Life hasn't slowed down since the race either. It was pretty hectic leading up to race day and I had a small expectation that things would calm down a bit since I no longer had to focus on my training and could fully divert my attention to the kid's cross country seasons. Well, let's just say I am naive and leave it at that.
Life also isn't giving us any breaks. I'll only allude to my wife's issues and say that PTSD is a bitch. Not knowing what is going on and having never really identified how she experienced flashbacks has made the last month hell with no answers. Now we have a better idea of what a flashback is like for her and she has specific skills and medical instruction in how to deal. It will be better. I hope.
I've said it before and I'll say it again. I've learned many of my emotional food triggers from habit to childhood memories to fear of scarcity. I've learned to identify them quickly, change my attitude, forgive and move on. But I've never conquered stress eating. And I can feel it coming on and I feel powerless. It's that old feeling of wondering just when the hell am I going to break and give in and chow down on the carbs I soooo crave. And more often than not, I do. That period of the evening starting at about 8 and lasting until I go to bed are the worst.
I've had a few successes. Every fiber in my body wants Ramen Noodle Surprise, a decadent college student dish that I practically lived on back in the day. Cooked noodles, drained, with a pad of butter and half of the flavor packet stirred in. My arteries just hardened writing that sentence. We've got them in the pantry. I want them. But every evening I have chosen to not have them. I'll have bread or cereal or granola bars instead to feed my unrelenting cravings. I know, instinctively, that to have that RNS will be the gateway into a full on binge. Snacking on these choices have kept me from doing so while at the same time relieving that panic of just when is it that I will fall from grace each evening.
But it takes an enormous amount of energy to make that decision and keep making it all evening long.
I need to run. It is the only other activity besides eating I've discovered that does more that distract from stress, it relieves me of it. Spending my energy in doing something instead of not doing something is so much easier.
Which leaves me with this.
I know what I want. I know what I do not want to do. And yet I am completely locked up in this ball of life with outside obligations and inside demons that keep me from doing these things. And lest anyone say "you just gotta make the time" let me preempt that and say, I know. What I'm saying is I don't know how. Right here, right now, in my specific life situation of the present day, between injury and obligation, I don't know how.

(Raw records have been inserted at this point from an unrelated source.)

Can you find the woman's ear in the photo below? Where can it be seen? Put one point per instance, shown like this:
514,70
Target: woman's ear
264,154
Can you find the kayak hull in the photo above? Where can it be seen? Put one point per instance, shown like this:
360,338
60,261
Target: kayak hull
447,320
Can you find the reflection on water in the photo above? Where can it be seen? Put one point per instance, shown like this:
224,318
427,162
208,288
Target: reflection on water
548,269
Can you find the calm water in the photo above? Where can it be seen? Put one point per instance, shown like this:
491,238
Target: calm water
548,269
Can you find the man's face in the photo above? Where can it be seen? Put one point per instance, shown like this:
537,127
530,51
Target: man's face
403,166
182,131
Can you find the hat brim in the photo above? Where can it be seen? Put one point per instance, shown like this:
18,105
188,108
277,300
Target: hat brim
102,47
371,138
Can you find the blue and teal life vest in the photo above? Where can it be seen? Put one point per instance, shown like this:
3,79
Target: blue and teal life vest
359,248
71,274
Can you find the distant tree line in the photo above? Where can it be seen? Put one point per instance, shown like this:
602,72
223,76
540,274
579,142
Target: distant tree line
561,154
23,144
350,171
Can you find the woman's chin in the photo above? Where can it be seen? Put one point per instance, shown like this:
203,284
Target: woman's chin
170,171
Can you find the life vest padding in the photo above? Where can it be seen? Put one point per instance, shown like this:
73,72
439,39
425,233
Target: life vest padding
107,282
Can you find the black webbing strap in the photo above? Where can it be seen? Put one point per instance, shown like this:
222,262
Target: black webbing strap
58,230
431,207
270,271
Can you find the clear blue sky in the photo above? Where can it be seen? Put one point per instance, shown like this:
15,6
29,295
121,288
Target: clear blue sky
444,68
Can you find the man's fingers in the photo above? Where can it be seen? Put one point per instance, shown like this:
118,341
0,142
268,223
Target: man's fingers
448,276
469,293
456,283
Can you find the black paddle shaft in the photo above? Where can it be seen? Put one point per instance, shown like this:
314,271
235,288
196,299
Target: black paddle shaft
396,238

So here is plan B. I will heal my muscles. I will not eat the Ramen Noodle Surprise. And that's the best I can do for today.
Tomorrow is another chance at plan A.
Everyday is new chance. Some days are better than others and no one else knows your circumstances or has the right to judge. Having lived with a spouse with PTSD for many years I'd like to give you hope that it does get better. Therapy, medication and the magic of time all help. Please believe that if nothing else. My thoughts are with you.
ReplyDeleteI feel for you. Be a good husband and father. Talk to God. Try to find something to make you smile or laugh. Exercise doesn't always fit into the schedule and that is really okay. Good luck with the food thing. I believe you will continue to make better choices.